En 1978 comenzaron a llegar noticias de bombardeos y disturbios en Irán. El ayatolá Jomeini y los mulás habían comenzado su ofensiva. Durante los meses siguientes, el sha huyó, le diagnosticaron cáncer, se refugió en Panamá y Egipto y murió. Los mulás clamaban contra el imperialismo estadounidense, llamando a Kermit Roosevelt «agente de Satanás» y acusando a Washington de «crímenes contra el pueblo iraní y la humanidad». Sus seguidores irrumpieron en la embajada de Estados Unidos en Teherán, tomaron como rehenes a 52 estadounidenses y los retuvieron durante 444 días. La mayoría de empresas estadounidenses fueron expulsadas de Irán durante 30 años.

El mundo occidental, con la administración Obama en cabeza, observó las elecciones iraníes de junio de 2009 como una esperanza para el cambio de régimen. Irán se desgarró de nuevo. El fantasma del sha y de Kermit Roosevelt seguían estando presentes. Los líderes de Irán que defendían como legítima la elección del candidato conservador favorito de los mulás, Mahmoud Ahmadineyad, sobre el más pro occidental Mir Hossein Mousavi, citaban el golpe de la CIA, contra Mossadegh como razón para no aceptar las presiones de Estados Unidos o cooperar con Washington.

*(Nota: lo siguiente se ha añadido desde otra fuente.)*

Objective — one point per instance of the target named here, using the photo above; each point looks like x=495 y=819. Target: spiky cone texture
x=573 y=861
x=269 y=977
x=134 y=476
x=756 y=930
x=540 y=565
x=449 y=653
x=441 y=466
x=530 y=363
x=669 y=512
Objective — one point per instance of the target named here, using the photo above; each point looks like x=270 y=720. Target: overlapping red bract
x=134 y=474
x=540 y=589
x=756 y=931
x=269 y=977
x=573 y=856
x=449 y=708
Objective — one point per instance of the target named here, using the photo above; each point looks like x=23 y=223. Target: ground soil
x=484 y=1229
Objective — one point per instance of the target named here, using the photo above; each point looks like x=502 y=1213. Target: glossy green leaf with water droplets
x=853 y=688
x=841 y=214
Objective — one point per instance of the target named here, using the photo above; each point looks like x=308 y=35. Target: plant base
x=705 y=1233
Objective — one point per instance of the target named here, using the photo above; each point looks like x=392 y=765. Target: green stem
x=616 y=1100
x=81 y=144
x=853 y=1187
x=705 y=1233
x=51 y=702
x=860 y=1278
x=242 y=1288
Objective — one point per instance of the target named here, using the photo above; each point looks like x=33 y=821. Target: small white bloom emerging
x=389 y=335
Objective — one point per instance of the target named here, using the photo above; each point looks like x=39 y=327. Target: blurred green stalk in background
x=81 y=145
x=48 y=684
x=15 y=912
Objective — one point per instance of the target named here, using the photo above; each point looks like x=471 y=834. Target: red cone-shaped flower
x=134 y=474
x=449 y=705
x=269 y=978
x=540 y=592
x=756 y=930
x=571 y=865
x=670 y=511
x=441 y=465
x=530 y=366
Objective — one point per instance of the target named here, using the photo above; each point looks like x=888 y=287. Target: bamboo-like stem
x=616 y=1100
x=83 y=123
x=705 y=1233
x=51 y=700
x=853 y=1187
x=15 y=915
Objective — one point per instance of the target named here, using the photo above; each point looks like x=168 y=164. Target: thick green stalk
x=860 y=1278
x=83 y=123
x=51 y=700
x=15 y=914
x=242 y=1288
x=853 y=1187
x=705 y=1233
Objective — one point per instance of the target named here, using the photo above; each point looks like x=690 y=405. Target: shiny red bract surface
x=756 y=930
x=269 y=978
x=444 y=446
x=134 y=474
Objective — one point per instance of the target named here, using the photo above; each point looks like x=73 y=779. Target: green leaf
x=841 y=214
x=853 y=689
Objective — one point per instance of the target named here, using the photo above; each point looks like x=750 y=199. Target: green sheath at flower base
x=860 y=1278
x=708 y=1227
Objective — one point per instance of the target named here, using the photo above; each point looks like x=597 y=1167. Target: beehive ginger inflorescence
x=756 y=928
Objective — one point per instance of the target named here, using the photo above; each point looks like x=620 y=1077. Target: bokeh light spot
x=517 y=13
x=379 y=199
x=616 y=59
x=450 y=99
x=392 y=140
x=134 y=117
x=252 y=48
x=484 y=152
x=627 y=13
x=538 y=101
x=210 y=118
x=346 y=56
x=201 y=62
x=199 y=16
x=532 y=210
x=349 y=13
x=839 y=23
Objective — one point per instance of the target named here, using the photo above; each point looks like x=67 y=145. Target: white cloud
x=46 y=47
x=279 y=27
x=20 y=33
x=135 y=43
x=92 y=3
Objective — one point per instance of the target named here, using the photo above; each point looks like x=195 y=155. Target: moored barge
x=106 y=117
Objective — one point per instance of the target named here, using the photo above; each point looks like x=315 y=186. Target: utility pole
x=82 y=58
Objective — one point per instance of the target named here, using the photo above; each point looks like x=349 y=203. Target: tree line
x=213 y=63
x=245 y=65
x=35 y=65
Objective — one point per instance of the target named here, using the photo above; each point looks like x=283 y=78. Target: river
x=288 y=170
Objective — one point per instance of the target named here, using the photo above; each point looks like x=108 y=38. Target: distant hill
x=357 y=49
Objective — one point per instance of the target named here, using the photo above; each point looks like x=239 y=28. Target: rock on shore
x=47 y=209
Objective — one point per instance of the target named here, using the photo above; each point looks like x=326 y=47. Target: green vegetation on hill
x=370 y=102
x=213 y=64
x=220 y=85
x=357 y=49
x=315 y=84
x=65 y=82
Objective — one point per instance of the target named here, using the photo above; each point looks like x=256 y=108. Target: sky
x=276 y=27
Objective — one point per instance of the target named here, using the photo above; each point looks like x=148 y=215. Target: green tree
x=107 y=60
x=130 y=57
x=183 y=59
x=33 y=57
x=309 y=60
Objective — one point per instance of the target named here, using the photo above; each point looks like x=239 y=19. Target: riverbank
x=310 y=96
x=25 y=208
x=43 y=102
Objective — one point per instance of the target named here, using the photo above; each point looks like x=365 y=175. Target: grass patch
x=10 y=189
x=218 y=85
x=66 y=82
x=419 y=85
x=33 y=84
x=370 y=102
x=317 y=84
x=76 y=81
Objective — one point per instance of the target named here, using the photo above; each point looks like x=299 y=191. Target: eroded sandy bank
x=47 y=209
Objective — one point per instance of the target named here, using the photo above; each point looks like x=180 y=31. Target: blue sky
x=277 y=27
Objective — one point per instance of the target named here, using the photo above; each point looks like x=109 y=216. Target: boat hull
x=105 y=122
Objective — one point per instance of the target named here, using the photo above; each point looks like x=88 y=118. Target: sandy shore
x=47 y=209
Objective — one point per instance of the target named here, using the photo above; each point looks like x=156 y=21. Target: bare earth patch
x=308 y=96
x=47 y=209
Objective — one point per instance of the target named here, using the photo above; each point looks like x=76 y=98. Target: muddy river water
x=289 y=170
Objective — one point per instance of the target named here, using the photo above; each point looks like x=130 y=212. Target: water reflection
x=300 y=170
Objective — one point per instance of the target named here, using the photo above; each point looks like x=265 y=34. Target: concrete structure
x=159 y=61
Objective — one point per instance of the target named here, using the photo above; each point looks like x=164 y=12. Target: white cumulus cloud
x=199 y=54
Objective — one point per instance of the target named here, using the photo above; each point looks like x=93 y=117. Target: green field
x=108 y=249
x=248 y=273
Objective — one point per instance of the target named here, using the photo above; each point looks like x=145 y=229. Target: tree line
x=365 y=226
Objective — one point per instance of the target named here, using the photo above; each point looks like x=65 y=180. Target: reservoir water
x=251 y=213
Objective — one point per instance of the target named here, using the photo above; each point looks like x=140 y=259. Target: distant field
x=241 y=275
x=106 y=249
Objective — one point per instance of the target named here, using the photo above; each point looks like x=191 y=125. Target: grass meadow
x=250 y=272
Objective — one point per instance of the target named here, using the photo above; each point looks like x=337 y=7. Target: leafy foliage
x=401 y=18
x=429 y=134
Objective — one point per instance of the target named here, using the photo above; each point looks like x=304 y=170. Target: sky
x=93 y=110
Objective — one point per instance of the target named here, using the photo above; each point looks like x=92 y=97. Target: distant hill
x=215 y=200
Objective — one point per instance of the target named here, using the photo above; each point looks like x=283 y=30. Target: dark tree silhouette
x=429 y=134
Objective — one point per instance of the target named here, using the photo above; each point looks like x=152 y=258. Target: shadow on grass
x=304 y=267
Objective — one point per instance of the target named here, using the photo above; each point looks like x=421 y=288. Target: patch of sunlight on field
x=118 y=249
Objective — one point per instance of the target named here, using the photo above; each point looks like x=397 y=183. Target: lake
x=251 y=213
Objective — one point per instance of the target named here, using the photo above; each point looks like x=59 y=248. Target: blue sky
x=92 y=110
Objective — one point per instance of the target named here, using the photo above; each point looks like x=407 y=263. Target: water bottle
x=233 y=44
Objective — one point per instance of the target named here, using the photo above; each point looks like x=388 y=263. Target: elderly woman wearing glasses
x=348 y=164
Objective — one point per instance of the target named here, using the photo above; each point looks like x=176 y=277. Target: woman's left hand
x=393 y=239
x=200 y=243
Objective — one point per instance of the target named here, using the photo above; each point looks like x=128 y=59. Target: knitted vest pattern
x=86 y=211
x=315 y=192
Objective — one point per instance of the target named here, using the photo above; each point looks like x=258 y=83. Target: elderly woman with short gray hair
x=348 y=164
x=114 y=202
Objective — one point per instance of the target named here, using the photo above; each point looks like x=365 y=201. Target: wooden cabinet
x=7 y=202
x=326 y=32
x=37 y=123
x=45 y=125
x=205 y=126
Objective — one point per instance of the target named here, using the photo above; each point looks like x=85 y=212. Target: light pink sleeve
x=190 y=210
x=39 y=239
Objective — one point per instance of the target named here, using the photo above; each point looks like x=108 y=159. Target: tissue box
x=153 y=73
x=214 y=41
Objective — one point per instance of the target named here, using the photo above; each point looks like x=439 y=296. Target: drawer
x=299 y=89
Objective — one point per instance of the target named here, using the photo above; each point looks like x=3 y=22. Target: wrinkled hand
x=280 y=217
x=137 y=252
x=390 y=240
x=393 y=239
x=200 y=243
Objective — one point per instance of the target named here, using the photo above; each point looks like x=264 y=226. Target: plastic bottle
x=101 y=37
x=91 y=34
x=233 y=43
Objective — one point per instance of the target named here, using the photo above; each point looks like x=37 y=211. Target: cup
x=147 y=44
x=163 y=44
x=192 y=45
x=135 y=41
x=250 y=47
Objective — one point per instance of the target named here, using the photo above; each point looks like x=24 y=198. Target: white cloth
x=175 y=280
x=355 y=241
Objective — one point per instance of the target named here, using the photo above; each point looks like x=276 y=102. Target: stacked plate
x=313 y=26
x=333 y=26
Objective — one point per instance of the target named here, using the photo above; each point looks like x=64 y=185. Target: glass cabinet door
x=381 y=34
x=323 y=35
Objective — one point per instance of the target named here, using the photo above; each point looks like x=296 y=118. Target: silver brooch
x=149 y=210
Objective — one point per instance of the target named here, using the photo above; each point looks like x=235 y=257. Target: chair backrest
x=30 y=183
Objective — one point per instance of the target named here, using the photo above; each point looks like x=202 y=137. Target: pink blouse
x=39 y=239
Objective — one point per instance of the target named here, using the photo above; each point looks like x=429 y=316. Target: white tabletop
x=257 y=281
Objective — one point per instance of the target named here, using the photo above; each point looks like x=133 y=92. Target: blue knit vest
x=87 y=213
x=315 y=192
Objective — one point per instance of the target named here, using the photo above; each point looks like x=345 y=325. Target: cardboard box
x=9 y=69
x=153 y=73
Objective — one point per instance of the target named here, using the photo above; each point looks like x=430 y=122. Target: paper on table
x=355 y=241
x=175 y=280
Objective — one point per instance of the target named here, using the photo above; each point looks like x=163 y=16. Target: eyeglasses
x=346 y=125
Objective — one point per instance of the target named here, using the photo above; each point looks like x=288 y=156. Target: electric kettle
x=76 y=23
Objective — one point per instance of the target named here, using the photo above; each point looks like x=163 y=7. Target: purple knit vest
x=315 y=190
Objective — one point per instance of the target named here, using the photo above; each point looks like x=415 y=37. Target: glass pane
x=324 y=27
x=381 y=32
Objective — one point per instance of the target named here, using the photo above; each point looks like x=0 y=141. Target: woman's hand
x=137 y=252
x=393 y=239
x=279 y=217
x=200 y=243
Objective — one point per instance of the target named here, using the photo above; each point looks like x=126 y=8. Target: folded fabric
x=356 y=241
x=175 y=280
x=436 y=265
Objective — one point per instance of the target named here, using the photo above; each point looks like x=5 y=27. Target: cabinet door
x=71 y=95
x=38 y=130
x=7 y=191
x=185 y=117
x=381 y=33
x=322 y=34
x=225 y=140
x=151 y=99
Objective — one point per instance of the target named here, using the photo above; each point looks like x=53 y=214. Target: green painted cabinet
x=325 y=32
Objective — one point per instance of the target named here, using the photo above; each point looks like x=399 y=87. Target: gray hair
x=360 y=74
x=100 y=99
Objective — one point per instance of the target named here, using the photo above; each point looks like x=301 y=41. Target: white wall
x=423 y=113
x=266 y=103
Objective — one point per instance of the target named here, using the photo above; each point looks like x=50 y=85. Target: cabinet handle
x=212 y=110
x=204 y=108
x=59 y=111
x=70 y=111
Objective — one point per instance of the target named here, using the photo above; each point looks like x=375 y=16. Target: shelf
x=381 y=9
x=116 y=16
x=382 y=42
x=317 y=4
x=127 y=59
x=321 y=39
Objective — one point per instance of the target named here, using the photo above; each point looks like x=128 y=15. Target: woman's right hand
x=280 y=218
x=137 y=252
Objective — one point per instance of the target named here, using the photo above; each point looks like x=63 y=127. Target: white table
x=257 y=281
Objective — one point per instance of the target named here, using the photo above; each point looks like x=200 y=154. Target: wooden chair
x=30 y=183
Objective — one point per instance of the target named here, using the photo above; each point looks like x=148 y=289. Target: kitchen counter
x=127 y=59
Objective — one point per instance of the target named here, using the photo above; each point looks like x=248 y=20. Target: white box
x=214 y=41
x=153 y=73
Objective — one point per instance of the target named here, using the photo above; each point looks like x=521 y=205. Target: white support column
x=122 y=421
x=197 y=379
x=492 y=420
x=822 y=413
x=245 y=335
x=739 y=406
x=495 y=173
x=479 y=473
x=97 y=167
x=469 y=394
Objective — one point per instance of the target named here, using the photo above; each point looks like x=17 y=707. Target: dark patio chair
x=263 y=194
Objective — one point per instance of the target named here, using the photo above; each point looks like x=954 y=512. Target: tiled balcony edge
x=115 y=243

Y termino con Kapuściński: «Cuando se habla de la caída de la dictadura (…), no se puede tener la ilusión de que junto a ella se acabe todo el sistema, desapareciendo como un mal sueño. En realidad sólo termina su existencia física. Pero sus efectos psíquicos y sociales pueden quedarse en formas de comportamientos cultivados en el subconsciente. La dictadura, al destruir la inteligencia y la cultura, ha dejado tras sí un campo vacío y muerto en el que el árbol del pensamiento tardará mucho tiempo en florecer.»